The Year of the Ox

As we do in India, the Chinese too use the lunar calendar to designate festivals. The Chinese calendar follows a twelve-year cycle in which the years are identified by twelve animal signs. The animals follow one another in an established order, and are repeated every twelve years: Rat, ox, tiger, rabbit, dragon, snake, horse, sheep, monkey, rooster, dog and pig.

This week is the run up to the Chinese New Year which falls on 12 February this year. This day marks the start of the Year of the Ox. In Chinese element theory, each zodiac sign is associated with one of the five elements: Gold (Metal), Wood, Water, Fire, and Earth. Thus the zodiac sign also carries one of these elements. 2021 is the Year of the Metal Ox

There are several tales in Chinese folklore and mythology that relate how the order of the animals came to be decided. The best known one is story about the great race that the Jade Emperor called for, and how the order in which the animals reached the finale determined their rank in the zodiac. I had shared this story in my post The Year of the Rat on 26 January 2020.

To jump to the end of the story, of the twelve animals who competed in the race, the wily rat effortlessly covered most of the distance by riding on the back of the ox. The strong ox had steadily lumbered on, and crossed the river to the other side, ahead of all the other animals. It was almost at the finishing line when the rat jumped off its back and scurried across, thus being declared the winner. And so it was the Rat is the first sign in the Chinese zodiac, followed by the Ox as the second sign.

 Each animal has particular characteristics and people born in a certain year are believed to take on these characteristics. As per the twelve year cycle, the Ox Years are: 1901, 1913, 1925, 1937, 1949, 1961, 1973, 1985, 1997, 2009, 2021. As demonstrated by the ox in the story, people born in the year of the Ox are said to be strong, reliable and hardworking. They are also calm, patient, methodical, and trustworthy. Although they are not great talkers, they do have strong opinions, and could, on occasion, be stubborn.

In Chinese culture, the Ox is a valued animal not just for these characteristics but also because it plays an important role in agriculture. And there is another story that endorses this.

According to legend, in ancient times the ox was a servant of the Jade Emperor and acted as a messenger between heaven and earth. At that time the earth was barren, and the soil was bare. The people of earth asked the ox to convey a request to the Emperor to grant them some seeds with which to make the earth beautiful. The Jade Emperor agreed to send someone to earth to sow the seeds, but was wondering who to send on this mission. The loyal ox volunteered. The Emperor was not very sure if the ox was up to the task, but the ox assured him that it would faithfully carry out all instructions.

When it was time to go, the Emperor gave the ox seeds of many food grains, with instructions to sow one handful of seeds every three steps. The ox took the seeds and started off. By the time he reached earth, he was a little confused about what he had been told; but he diligently started sowing three handfuls of seeds with every step. As a result, the earth was so overgrown with weeds that the farmers were unable to harvest any crop.    

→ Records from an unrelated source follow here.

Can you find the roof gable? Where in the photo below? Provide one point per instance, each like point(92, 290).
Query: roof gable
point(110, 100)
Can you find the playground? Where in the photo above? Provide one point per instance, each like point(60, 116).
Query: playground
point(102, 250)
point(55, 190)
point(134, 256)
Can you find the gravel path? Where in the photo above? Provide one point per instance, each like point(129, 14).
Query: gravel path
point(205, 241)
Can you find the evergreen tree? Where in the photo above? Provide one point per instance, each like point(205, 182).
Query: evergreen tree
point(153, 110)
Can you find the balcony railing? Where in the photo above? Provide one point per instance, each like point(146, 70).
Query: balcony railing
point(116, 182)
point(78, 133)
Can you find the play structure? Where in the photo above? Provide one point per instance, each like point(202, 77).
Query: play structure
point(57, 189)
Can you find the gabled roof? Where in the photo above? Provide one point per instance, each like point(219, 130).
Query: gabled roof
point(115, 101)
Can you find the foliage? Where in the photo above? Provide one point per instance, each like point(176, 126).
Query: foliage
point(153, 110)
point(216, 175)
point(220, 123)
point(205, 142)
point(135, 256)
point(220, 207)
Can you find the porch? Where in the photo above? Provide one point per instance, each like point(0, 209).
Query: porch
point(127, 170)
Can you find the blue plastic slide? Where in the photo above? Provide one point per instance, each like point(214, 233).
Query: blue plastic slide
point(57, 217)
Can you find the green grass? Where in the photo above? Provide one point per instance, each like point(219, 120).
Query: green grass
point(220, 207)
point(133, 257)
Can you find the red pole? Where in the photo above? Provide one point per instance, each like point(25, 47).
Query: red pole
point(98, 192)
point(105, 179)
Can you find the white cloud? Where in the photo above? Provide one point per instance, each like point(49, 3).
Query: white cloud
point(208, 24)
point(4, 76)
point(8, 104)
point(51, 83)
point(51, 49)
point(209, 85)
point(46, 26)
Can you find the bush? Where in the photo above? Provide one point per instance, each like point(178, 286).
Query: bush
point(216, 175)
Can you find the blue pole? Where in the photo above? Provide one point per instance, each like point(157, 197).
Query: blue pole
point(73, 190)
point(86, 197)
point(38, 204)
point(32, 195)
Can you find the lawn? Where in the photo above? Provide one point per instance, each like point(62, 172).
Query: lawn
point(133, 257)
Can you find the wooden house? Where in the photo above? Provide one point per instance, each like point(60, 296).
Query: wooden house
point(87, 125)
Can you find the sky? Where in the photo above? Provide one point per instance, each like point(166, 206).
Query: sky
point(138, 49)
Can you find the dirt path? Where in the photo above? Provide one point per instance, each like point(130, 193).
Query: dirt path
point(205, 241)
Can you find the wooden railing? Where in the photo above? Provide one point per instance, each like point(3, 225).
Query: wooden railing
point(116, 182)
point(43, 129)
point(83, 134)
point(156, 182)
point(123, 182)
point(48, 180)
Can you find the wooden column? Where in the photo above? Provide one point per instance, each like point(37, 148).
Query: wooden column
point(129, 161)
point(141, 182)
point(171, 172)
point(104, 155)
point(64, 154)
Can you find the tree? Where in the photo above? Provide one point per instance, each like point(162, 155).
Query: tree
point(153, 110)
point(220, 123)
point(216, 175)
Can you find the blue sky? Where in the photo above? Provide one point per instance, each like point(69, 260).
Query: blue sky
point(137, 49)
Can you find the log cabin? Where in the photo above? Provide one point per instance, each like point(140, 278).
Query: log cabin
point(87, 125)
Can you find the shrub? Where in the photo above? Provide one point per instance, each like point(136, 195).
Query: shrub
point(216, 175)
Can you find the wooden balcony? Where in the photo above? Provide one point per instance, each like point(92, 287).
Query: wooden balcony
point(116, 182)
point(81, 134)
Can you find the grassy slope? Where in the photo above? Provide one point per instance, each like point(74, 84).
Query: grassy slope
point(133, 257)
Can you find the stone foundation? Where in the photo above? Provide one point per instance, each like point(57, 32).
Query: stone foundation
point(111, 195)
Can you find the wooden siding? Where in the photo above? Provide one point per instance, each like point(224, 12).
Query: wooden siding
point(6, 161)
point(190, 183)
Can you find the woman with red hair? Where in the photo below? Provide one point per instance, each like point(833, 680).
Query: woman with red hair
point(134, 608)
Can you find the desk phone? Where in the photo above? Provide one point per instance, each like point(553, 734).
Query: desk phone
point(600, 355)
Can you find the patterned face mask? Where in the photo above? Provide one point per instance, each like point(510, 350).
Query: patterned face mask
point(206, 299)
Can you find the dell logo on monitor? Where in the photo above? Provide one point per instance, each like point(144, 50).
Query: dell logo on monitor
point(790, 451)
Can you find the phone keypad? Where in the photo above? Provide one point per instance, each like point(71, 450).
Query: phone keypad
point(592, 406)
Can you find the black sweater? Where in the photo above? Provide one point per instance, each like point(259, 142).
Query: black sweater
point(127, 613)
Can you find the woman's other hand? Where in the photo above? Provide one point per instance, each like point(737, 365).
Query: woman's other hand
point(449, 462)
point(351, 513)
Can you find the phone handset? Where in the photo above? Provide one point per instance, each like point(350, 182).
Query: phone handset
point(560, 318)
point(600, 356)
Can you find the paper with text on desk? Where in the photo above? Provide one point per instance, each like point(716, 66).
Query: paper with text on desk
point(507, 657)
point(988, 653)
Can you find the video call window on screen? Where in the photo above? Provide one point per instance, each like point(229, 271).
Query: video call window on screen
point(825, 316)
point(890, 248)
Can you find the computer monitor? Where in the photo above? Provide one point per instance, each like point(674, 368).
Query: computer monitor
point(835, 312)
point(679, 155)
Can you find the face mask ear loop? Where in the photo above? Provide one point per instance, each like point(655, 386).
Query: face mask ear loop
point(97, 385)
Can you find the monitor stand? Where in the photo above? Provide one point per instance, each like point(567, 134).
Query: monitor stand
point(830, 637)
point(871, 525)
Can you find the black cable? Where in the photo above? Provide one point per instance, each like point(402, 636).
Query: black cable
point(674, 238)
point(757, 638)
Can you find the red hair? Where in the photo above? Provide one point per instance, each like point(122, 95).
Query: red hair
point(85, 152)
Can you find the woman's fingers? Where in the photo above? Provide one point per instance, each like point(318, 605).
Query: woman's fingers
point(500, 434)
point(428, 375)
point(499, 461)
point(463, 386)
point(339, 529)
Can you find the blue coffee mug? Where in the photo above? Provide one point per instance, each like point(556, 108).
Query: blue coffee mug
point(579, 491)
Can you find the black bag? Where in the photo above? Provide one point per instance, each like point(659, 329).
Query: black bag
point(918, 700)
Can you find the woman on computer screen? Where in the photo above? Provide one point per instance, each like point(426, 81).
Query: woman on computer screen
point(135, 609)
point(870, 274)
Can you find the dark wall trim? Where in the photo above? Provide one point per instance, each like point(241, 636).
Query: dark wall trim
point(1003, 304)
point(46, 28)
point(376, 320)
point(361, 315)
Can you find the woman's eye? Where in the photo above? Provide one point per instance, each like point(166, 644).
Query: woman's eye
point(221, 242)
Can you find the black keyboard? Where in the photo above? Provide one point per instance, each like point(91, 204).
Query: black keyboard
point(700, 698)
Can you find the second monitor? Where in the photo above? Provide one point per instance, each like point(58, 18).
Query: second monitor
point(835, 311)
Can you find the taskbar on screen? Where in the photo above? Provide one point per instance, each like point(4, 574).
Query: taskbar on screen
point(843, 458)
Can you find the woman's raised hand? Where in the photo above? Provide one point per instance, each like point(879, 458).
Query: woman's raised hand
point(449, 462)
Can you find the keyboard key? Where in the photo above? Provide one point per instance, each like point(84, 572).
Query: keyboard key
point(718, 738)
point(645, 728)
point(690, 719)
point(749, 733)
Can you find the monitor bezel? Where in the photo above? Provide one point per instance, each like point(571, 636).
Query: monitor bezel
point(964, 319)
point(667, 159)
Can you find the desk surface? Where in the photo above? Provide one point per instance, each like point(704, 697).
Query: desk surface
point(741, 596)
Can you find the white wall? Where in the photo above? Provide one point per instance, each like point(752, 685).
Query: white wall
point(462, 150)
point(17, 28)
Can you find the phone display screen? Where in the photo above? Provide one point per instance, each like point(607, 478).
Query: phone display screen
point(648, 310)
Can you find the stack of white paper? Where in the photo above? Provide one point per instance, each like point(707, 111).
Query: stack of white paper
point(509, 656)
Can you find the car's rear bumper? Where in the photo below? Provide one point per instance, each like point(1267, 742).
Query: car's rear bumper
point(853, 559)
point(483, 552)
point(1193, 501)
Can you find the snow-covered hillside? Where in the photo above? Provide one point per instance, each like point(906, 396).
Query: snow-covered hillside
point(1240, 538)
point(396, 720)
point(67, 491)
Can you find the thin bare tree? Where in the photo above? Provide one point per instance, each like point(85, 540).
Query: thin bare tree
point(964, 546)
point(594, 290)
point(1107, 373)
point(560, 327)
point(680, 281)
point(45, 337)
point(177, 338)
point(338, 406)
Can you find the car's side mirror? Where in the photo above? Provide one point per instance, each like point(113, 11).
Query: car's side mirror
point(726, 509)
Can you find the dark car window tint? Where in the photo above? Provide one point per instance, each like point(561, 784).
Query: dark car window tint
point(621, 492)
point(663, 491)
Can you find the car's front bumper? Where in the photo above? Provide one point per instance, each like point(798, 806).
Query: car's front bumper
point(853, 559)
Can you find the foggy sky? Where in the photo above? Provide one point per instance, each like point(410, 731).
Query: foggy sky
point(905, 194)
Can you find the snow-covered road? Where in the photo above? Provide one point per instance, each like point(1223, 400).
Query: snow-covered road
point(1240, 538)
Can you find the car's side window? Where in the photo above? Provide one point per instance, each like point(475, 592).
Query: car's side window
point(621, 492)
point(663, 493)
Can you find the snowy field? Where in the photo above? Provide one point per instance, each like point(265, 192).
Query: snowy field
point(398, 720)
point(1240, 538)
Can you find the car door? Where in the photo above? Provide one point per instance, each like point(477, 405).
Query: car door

In despair they asked the Kitchen God to send word to the Jade Emperor about their plight. The Emperor summoned the ox who honestly admitted that he had mixed up the instructions and planted three times as much as he had been instructed to. The Emperor was very angry. He proclaimed that from then on, all oxen would have to work only for the farmers and eat only grass, so as to help keep the fields weed-free. And so the ox left the service of the Emperor and since then has always worked for farmers, and has never stopped eating grass. But the ox has borne its burden with dignity and steadfastly. And the farmers have valued the ox for its hard work and simple nature.

While seeds have always denoted fertility and abundance, fruits also have great significance in Chinese New Year traditions. Fruits are exchanged as gifts that are meant to bring good luck and happiness throughout the year. Different fruits are said to symbolize different things, especially in the Feng Shui tradition.

Apple: Symbolizes good health, peace, and harmony within the household.

Grapes: Symbolize prosperity, wealth, and success.

Orange: Its colour symbolizes gold, and its round shape is believed to bring prosperity and great fortune.

Pineapple: Indicates upcoming wealth, luck, and success in life.

Watermelon: Aside from bringing prosperity, it is also good for the body’s wealth.

Peach: Symbolizes long life, good health, happy relationship, and prosperity.

Mango: Symbolizes sweetness and strength within the family.

Pomelo: Is believed to attract luck and prosperity.

Papaya: Symbolizes prosperity and good health.

Banana: Symbolizes family unity and prosperity.

Pomegranate: Is believed to bring good health and prosperity within the family

Lemon: Symbolizes cleanliness, energy cleaning, and protection.

Coincidentally this is also the International Year of Fruits and Vegetables. So while we may or may not choose to follow the symbolic value of fruits, this is a good year to remind ourselves of the medically proven health benefits; and remember that health is indeed wealth for us and our families. Something that the just past Year of the Rat has demonstrated clearly.